Preparation of thiophene by extraction

Thiophene exists in the crude benzene fraction produced by coking and is a tar impurity. Because the boiling points of thiophene and benzene are close, it is difficult to separate the two by ordinary fractional distillation. Solvent extraction method.

The hydrorefining method has high cost and large investment, and is not advisable for industrial production; the sulfuric acid method has serious pollution, low yield, and difficult post-processing, and is also a backward process. A small number of coking plants use this method to produce a small amount of thiophene; The yield is high, the product purity is high, and it is suitable for large-scale production.

Process for preparing thiophene in industry

Industrially, thiophene is prepared by the action of butane and sulfur.
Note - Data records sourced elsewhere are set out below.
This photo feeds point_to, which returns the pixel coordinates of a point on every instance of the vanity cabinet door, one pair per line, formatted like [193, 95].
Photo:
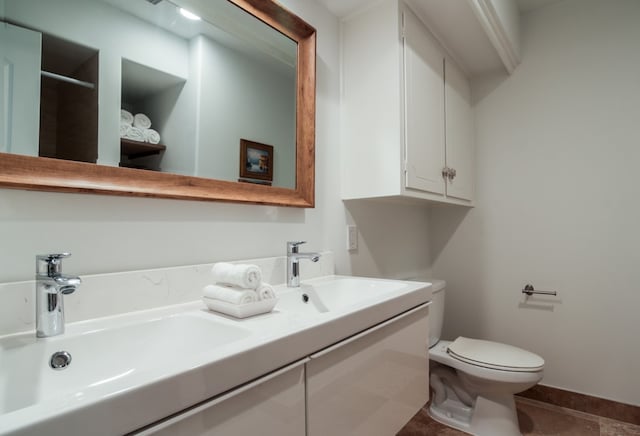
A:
[372, 383]
[270, 406]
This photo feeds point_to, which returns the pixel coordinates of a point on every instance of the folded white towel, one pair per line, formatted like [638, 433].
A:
[265, 291]
[151, 136]
[134, 134]
[126, 117]
[230, 294]
[141, 121]
[124, 129]
[242, 275]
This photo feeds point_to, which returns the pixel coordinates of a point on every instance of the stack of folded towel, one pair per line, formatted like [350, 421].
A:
[238, 285]
[137, 128]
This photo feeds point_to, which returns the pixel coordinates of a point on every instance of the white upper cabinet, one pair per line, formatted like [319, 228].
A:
[407, 127]
[459, 133]
[424, 115]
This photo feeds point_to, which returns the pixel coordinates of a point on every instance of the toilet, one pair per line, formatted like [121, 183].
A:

Butane is first dehydrogenated, and then ring-closed with sulfur to form thiophene. In the laboratory, thiophene is prepared by reacting 1,4-dicarbonyl compounds with phosphorus trisulfide. Acetyl butanone reacts with phosphorus sulfide to generate 2,5-dimethylthiophene.

If the thiophene cannot be extracted and refined well, limited resources will be wasted and serious pollution will be caused to the environment. In many chemical syntheses using benzene as a solvent, the presence of trace amounts of thiophene will seriously affect the product quality and even scrap it.

The world's first industrial plant for the production of thiophene adopts the gas-phase catalytic process of butane and sulfur (nobiloil method, developed by Soccong-Vaccum Company), with a yield of 40%. Low, serious equipment corrosion, environmental pollution and stop production. The newer methods are: 1. Gas-phase catalysis method, by continuously reacting butene, butadiene, n-butanol, butenal with carbon disulfide or sulfur dioxide in the presence of an alkali-promoted metal oxide catalyst at 500 °C to obtain thiophene and its thiophene. Derivatives; ② by reacting furan or methylfuran with carbon disulfide under the catalysis of heteropoly acid at 400 ℃ to prepare thiophene and methylthiophene, the yield can reach 93%, the catalyst has a long life, no need for periodic regeneration, it is a promising 3) Butane is mixed with sulfur in gas phase, and reacts rapidly at 600°C; 4) In the presence of iron oxide, acetylene is reacted by pyrite heated to 300°C; 5) Anhydrous sodium succinate and phosphorus trisulfide are Reacts at high temperature and in a stream of carbon dioxide.

Reference

1 Bak B, Christensen D, Hansen-Nygaard L, et al. The structure of thiophene[J]. Journal of Molecular Spectroscopy, 1961, 7(1-6): 58-63.